Sur la pointe des pieds, elle descendit l’escalier qui la séparait du second étage. Dans la salle de bain, elle glissa le goulot de sa bouteille sous le robinet et la remplit d’eau fraîche. Alors que Madeline s’apprêtait à remonter se coucher, elle crut entendre un cri étouffé. Theo ferait-il un cauchemar ? Elle tendit l’oreille vers sa chambre, mais ne perçut que le souffle régulier de son frère, profondément endormi. J’ai sûrement dû rêver …, pensa Madeline.

Persuadée que ce n’était que le fruit de son imagination, la jeune capitaine posa le pied sur la première marche, direction son lit ! Pourtant, un deuxième son, identique du premier, se fit de nouveau entendre.

- Je ne suis pas folle, quand même ! murmura Madeline.

Désireuse d’en savoir davantage, elle fit demi-tour, et descendit au premier étage. Si ça n’était pas son frère, c’était sans aucun doute ses parents. Le pied dans le couloir, elle perçut un faible filet de lumière sous leur porte, preuve qu’ils étaient réveillés. Jamais sa mère ne pourrait s’endormir sans le noir le plus complet. Madeline s’approcha à pas de loups, et se posta sur le côté droit de l’embrasure, ne souhaitant pas que ses pieds fassent de l’ombre, et qu’elle soit prise en flagrant délit d’espionnage.

- Pourquoi ne veux-tu pas me croire ? Je te dis que c’est tout à fait probable ! protesta Evelyn, d’un ton paniqué.

- Eve, plus personne n’en parle depuis des lustres, je dirais bien dix ans. Quand tout le monde a comprit que nos chances de retrouver notre fille étaient nulles, ils sont passés à un autre sujet de discussion. C’est trop de douleur, personne n’oserait en parler. Et tous les documents sont fermés à double tour dans mon bureau. Comment veux-tu qu’elle l’ait appris ?

- Je n’en ai strictement aucune idée ! Mais tu as vu son regard ce soir ? Elle nous fusillait à tour de rôle, et elle n’a presque pas ouvert la bouche, elle qui est une vraie pipelette, en temps normal. Et je te rappelle qu’elle revenait de quatre jours passés à New York, même l’individu le moins bavard aurait des tonnes de choses à raconter. Je te le répète, il y a quelque chose qui cloche.

- Elle a découvert que son petit ami la trompait, elle est anéantie, tenta Darryl pour rassurer sa femme, même s’il doutait lui-même de ses propos. Laisse-la s’en remettre avant de tirer des conclusions trop hâtives.

- Lundi, elle a laissé entendre que tu étais souvent absent pour ne pas penser à quelque chose, tout comme moi, et elle nous a accusés de lui mentir.

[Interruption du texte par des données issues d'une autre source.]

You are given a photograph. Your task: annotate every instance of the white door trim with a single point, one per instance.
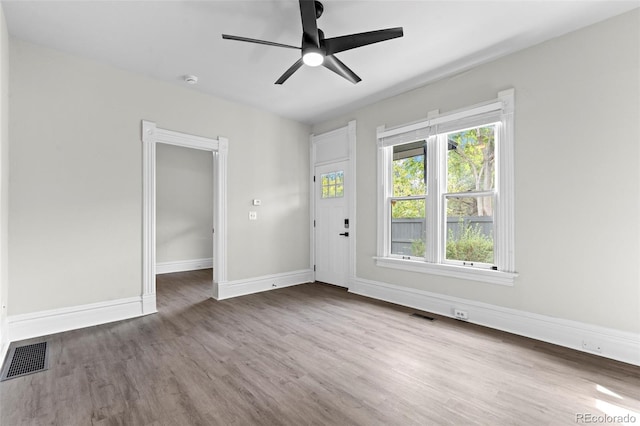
(151, 135)
(351, 158)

J’ai le pressentiment qu’elle sait quelque chose, peut-être pas tout, mais assez pour être folle de rage envers nous.

- Désolée de te l’apprendre, mon amour, mais ton sixième sens n’est pas infaillible. Tu te trompes, j’en suis sûr. Maddie ne sait rien, assura-t-il d’un ton confiant, sans pouvoir ôter cette petite voix qui lui soufflait qu’il mentait.

- J’espère, Darryl, j’espère vraiment que j’ai tout faux. Parce que je ne veux pas qu’elle l’apprenne, termina Evelyn dans un sanglot étouffé.

Le père de Madeline ne répondit rien, et la jeune fille perçut le bruit de draps. Son paternel devait sûrement réconforter sa mère en la prenant dans ses bras. Elle n’attendit pas plus longtemps pour rejoindre sa chambre, à pas feutrés. Maintenant, ses parents avaient des doutes. Que faire ? Leur en parler, et s’expliquer ? Le garder pour elle ? Tout en se désaltérant, Madeline réfléchit à la meilleure option. Mais aucune ne lui semblait bonne. Alors, elle se tourna, et se laissa emporter par le sommeil. On dit toujours que la nuit porte conseil.